16/06/2026
🐾 Animaux en logement social : les règles à respecter pour bien vivre ensemble
La présence d’animaux de compagnie est souvent source de bonheur au quotidien 🐶🐱. En logement social, elle est autorisée… à condition de respecter certaines règles essentielles pour garantir la tranquillité et la sécurité de tous les résidents.
Les animaux de compagnie (chiens, chats, petits animaux domestiques) sont généralement acceptés.
Leur détention ne nécessite pas d’autorisation spécifique, sauf cas particuliers prévus dans le règlement intérieur.

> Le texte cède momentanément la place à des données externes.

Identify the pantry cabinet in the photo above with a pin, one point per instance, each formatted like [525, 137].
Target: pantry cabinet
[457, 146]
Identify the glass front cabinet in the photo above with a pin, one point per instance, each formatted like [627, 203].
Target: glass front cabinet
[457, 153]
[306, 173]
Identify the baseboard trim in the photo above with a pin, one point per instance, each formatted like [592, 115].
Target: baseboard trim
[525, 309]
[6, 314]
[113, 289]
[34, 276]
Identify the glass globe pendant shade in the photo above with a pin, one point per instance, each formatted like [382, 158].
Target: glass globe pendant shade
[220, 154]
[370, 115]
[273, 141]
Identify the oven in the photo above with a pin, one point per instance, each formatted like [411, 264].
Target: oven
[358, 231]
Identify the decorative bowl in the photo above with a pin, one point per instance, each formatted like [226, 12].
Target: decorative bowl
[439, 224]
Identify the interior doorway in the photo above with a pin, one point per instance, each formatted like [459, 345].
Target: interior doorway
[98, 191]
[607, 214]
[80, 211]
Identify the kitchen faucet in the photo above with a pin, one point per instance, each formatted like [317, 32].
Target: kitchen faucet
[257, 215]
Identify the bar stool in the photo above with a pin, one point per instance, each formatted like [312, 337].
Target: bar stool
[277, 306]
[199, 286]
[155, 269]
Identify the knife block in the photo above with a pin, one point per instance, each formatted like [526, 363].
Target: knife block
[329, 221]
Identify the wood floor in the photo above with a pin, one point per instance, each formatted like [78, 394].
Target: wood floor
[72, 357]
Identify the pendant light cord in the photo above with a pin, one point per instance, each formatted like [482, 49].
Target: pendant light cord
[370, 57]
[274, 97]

Pour préserver le cadre de vie collectif, chaque locataire est responsable de son animal :
➡️ Prévenir les nuisances
Limiter les aboiements ou bruits répétitifs
Éviter les odeurs ou salissures dans les parties communes
Assurer le bien-être de l’animal pour prévenir les comportements gênants
➡️ Respecter la propreté
Ramasser les déjections (y compris aux abords de l’immeuble)
Ne pas laisser l’animal salir les parties communes (escaliers, halls, ascenseurs)
➡️ Assurer la sécurité
Tenir son chien en laisse dans les espaces communs
Museler les chiens catégorisés conformément à la réglementation
Veiller à ce que l’animal ne soit pas dangereux pour autrui
➡️ Limiter le nombre d’animaux
Le nombre d’animaux doit rester raisonnable pour ne pas créer de trouble de voisinage
🚫 Ce qui est interdit
Détenir un animal dangereux non autorisé
Laisser son animal divaguer librement
Créer des troubles répétés (bruit, agressivité, dégradations)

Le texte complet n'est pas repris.